This week on the podcast host Luisa Lyons chats with Eliza Jackson, an Australian producer based in the UK whom The Stage recently listed as one of the Top 100 Theatre Makers of 2020.
Topics including making the switch from acting to producing, the joys and challenges of producing virtual theatre content during the pandemic, paying artists during lockdown, the future of streaming, what it means to make theatre during this time, and Lambert Jackson Productions streams of The Last Five Years, Songs for A New World, [title of show], and the upcoming I Love You, You're Perfect, Now Change.
Australian born Eliza Jackson trained in Musical Theatre at the prestigious NIDA (National Institute of Dramatic Art) in Sydney.
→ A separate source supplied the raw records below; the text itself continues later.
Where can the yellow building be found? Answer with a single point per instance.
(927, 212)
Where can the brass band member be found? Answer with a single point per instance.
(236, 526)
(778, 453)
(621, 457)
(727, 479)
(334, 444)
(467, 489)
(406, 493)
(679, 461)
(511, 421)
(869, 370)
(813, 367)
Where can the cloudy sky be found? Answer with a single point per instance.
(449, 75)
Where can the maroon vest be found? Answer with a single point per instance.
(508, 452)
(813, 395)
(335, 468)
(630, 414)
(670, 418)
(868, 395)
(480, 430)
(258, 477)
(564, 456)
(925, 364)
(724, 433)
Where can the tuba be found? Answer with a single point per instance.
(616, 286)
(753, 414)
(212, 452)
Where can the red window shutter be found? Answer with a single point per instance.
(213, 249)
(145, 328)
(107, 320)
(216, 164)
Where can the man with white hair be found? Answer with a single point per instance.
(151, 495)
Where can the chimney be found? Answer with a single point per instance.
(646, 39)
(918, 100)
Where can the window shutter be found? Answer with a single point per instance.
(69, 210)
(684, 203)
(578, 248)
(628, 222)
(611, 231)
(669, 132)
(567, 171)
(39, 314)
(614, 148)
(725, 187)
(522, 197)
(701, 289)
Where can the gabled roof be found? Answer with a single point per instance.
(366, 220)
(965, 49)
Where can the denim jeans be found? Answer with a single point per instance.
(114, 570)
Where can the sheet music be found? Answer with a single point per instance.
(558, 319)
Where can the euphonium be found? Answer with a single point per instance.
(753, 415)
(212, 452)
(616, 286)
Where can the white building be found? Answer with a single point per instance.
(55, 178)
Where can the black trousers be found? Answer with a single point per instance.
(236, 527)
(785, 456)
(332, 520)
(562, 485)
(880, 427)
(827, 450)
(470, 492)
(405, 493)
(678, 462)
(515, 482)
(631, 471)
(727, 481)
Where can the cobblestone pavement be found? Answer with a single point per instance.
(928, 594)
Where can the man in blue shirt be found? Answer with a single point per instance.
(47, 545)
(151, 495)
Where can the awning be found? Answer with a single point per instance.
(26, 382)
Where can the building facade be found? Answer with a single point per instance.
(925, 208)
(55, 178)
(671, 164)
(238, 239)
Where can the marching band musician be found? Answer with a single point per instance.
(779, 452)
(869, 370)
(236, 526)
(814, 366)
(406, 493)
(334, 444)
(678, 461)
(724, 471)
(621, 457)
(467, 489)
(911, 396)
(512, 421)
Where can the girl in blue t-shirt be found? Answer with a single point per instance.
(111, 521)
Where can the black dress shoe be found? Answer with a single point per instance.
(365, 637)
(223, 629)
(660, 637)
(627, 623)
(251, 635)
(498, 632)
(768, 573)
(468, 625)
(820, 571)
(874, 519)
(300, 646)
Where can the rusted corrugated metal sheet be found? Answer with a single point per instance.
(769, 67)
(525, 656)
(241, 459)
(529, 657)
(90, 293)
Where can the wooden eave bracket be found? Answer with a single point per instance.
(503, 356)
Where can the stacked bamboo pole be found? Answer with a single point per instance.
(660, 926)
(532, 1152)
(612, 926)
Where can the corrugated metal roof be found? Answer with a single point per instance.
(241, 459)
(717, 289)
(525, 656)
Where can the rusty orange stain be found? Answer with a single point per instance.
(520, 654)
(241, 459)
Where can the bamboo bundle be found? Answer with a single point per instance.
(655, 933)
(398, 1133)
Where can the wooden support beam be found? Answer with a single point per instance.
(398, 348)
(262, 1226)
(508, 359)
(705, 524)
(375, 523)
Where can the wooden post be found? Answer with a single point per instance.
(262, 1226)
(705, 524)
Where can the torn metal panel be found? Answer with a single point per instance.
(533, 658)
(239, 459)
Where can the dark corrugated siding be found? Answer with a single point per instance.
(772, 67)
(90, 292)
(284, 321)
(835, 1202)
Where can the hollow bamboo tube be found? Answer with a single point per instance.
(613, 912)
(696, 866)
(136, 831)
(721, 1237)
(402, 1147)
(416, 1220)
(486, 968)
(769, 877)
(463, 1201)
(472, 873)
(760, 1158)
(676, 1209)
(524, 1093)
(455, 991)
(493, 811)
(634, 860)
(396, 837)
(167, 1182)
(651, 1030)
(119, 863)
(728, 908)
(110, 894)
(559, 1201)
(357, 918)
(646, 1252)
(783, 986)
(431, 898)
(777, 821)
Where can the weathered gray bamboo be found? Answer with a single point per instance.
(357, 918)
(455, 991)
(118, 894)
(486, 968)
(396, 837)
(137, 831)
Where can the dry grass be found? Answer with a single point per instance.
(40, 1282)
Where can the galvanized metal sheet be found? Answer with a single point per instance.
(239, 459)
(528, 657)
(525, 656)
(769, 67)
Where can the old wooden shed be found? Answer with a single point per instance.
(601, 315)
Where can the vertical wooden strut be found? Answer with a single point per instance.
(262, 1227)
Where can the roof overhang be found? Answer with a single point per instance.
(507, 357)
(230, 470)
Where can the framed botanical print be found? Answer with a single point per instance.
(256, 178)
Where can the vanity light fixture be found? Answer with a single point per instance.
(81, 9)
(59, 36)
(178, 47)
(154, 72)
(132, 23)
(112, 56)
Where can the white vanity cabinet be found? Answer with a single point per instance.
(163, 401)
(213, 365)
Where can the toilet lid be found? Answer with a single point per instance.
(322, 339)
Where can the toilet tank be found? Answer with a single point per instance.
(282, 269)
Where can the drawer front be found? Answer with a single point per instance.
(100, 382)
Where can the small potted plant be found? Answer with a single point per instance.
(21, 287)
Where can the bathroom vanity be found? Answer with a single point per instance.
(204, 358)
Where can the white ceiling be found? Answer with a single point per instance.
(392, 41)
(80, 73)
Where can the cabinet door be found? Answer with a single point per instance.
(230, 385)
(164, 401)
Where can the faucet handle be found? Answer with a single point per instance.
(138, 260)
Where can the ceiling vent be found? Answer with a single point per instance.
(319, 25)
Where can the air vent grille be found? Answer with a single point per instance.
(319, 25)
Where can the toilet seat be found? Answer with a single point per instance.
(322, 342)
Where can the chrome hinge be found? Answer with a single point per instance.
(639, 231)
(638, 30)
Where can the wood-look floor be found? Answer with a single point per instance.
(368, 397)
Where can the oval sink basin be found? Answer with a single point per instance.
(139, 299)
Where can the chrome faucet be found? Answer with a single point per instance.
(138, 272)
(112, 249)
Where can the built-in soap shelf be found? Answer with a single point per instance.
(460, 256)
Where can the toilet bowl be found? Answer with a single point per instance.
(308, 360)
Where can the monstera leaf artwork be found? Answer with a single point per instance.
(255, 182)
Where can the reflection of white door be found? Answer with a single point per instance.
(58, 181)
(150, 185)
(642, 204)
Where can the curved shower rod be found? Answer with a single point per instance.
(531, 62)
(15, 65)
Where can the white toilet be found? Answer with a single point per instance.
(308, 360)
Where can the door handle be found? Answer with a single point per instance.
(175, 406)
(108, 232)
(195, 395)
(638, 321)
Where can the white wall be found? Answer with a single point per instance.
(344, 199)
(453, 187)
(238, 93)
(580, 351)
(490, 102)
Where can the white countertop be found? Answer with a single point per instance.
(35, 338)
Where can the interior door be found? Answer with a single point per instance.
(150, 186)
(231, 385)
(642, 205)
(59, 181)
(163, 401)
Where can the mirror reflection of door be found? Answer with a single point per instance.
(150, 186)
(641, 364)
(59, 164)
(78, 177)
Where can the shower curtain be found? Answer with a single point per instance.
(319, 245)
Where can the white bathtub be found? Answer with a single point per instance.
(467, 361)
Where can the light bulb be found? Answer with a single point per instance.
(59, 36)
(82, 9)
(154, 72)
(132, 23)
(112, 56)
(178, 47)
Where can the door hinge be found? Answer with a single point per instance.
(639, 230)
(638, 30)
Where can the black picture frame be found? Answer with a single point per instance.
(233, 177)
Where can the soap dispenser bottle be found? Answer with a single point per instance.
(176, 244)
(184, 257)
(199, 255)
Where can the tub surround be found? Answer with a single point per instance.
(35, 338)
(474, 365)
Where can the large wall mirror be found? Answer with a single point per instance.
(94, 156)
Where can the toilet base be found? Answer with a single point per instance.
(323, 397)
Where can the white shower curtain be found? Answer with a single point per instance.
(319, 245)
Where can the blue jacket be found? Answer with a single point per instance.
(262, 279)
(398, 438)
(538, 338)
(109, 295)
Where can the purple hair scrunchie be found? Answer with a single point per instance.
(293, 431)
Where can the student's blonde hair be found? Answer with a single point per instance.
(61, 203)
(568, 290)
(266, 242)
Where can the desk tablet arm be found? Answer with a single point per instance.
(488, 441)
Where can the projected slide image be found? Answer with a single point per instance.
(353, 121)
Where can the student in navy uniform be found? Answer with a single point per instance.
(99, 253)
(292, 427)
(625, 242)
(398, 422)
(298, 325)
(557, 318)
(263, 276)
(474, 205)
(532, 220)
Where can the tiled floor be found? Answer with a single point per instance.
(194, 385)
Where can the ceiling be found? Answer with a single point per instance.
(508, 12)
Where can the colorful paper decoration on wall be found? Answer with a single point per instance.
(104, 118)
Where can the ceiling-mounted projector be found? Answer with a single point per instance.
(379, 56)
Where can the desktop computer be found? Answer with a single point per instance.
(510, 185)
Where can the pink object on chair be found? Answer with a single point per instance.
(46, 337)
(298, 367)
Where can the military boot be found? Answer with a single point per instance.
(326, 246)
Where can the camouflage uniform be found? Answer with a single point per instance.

She moved to London in 2012 and since then, has worked in the theatre industry both on and off stage.
In 2018, Lambert Jackson Productions was born and their first project was to take Eliza’s one-woman show to the Edinburgh Fringe Festival. The show, The Voice Behind the Stars received 5-star reviews across the board and was then toured around Australia with much success. On her return, she took on the role of Creative Director of Lambert Jackson full time.
I Love You, You're Perfect, Now Change will stream at select times between January 28-30, 2021. More info and tickets available from the London Coliseum.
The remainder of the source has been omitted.